Predicting NMLE with data in lower grade
Several studies have predicted the performance of medical students in Step 1 and primarily focused on first-time test takers.4,20,24,29,30 Determining the characteristics of a student who will fail Step 1 is challenging4 because it is difficult to create models that predict the failure of first-time test takers given the low number of students who fail in most schools.4,21 Keeping this in mind, Coumarbatch et al. attempted to create models to predict those who will fail among first-time test takers using logistic regression analysis in 256 students from the graduating class of 2008 at Wayne University.4 They found that the year-2 standard score and MCAT biological science score were significant predictors of failing and concluded that using internal and external predictors, identifying students at risk of failing Step 1 is possible.4 Moreover, they described at-risk groups and current educational intervention strategies. In the current study, the year-2 standard score and MCAT score might correspond to the total score in pre-clinical medical science and the NCTUA (Tables 1 and 2), however, there is a difference of the competencies required and the level of difficulty between MCAT and NCTUA, so it would be reasonable that our results using logistic regression analysis were not consistent with theirs 4. More recently, Baars et al. developed a model for the early and reliable prediction of students who fail to pass the first year in the undergraduate medical curriculum within 2 years after starting.1 However, we cannot directly compare our results and theirs. In the GUSM, the students who failed the NMLE did not have better or worse scores in liberal arts and basic science during their first year in medical school (Tables 1 and 2).

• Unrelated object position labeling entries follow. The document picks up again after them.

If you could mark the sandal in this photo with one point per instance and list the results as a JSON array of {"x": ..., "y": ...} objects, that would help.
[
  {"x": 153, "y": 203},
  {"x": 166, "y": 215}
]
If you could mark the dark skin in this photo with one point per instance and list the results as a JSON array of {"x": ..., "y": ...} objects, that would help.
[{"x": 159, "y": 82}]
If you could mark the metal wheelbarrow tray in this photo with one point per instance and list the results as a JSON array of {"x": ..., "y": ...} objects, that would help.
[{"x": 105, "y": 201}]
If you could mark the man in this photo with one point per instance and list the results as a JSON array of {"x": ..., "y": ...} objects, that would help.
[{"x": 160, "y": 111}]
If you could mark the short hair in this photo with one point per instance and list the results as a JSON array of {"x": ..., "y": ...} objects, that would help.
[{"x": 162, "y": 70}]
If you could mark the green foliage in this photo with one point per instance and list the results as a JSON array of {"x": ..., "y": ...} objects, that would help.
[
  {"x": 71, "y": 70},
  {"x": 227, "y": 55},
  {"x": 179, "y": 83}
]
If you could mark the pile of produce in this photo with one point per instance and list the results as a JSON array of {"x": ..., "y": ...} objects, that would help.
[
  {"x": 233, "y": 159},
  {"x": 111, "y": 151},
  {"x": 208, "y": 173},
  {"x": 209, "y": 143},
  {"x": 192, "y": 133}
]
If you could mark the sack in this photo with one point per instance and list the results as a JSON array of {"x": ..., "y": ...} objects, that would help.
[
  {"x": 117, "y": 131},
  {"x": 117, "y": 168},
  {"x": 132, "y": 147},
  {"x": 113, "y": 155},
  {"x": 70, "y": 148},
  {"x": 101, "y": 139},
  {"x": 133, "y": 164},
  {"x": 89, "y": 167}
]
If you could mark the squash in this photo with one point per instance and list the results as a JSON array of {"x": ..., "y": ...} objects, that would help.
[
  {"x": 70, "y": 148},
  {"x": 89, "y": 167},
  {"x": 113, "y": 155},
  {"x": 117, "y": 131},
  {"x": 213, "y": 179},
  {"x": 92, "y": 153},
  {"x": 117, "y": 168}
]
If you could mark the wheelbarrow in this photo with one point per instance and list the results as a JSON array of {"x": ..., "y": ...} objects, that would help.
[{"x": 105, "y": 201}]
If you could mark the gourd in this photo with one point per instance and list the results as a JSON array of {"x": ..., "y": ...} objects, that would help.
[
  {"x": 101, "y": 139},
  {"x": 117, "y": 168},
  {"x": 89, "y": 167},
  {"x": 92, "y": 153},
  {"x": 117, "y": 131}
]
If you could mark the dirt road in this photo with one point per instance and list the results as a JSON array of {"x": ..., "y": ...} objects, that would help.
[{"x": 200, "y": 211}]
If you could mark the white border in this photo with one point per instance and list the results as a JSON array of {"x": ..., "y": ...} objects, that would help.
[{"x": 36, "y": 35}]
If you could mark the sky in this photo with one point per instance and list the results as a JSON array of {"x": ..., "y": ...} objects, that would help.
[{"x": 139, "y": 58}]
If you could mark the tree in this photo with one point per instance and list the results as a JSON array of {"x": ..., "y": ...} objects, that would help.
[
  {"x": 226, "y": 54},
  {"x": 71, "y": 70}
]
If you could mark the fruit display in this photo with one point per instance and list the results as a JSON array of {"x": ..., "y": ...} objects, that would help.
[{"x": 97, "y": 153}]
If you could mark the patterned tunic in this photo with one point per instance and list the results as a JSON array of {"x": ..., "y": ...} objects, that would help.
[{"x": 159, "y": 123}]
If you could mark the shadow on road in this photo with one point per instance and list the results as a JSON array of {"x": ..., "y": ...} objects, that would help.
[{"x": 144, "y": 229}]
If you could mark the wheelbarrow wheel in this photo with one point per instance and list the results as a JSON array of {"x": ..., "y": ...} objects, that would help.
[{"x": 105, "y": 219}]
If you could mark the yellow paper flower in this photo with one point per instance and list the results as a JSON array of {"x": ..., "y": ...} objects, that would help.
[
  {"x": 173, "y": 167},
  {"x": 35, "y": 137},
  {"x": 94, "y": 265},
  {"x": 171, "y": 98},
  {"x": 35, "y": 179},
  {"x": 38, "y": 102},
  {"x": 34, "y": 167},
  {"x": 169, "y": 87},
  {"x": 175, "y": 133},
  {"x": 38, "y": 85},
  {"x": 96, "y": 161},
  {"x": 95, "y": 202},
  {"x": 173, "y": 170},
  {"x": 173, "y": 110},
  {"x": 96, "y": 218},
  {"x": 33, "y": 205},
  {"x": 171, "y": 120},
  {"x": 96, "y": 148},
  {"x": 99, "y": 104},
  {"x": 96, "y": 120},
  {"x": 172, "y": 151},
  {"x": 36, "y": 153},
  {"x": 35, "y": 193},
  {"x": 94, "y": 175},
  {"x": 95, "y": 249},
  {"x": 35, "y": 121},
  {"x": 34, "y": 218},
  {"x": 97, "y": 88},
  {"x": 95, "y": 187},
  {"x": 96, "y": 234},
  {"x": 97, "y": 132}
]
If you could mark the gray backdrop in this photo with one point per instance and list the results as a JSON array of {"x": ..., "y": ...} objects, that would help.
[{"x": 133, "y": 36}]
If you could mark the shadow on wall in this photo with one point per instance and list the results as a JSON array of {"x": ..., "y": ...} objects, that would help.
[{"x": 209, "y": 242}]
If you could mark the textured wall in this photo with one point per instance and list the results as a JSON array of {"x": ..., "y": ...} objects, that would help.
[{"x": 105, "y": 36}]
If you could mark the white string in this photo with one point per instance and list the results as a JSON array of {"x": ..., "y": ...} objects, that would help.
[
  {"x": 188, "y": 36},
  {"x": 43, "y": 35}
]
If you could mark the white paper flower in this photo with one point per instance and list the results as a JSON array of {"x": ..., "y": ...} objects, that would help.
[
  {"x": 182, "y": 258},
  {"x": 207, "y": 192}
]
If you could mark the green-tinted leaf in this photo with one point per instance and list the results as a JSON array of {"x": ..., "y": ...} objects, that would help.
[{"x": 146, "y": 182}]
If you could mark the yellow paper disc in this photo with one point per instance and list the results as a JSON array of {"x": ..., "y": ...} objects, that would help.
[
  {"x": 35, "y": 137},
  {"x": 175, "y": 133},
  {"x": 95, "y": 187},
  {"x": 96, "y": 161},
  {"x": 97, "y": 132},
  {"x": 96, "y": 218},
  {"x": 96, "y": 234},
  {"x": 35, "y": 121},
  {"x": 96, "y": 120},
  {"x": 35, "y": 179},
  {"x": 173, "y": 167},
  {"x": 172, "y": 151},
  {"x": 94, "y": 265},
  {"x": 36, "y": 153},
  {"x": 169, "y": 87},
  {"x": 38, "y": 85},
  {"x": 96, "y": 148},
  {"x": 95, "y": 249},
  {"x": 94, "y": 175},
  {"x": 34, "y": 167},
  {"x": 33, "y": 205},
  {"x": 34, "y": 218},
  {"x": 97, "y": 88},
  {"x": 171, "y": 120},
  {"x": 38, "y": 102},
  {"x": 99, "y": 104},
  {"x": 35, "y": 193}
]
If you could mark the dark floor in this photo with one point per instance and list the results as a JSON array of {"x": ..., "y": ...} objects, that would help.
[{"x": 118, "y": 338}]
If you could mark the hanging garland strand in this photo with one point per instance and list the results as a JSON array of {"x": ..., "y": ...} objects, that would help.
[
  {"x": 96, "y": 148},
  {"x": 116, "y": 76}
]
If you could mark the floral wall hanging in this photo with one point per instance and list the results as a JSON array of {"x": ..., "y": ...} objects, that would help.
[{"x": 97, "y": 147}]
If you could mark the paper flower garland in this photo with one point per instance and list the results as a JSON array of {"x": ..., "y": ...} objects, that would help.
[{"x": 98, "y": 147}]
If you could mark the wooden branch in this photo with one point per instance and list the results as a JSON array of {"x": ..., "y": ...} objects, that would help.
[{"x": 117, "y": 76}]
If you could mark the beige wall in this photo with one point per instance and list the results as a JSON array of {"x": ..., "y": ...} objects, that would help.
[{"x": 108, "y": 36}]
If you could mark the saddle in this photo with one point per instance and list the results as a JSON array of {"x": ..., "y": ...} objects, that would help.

Thus, in the current study, we determined the PPR using several information which can be obtained easily during medical schools, and predicted students who have higher risk to fail NMLE using the PPR for the first time.
The pass rate in NMLE 2018 after support based on the PPR prediction
Before the current study, faculties noticed that some young students with poor performance in the mock examination (ME) may pass the actual NMLE, while the older students with good performance in the ME sometimes failed NMLE, but the reason was unclear. For a new cohort in 2018, we chose students who had lower PPRs in the NMLE (95% or less), indicating a strong likelihood to fail the NMLE, to confirm the validity of the formula (Table 3). The PPR predicted all five students who would fail. Therefore, this result showed that risk analysis from data such as the PPR can enable effective support from multiple points of view, such as the use of MEs. Further prospective studies are needed in other cultural areas, although we need to confirm the validity of the PPR.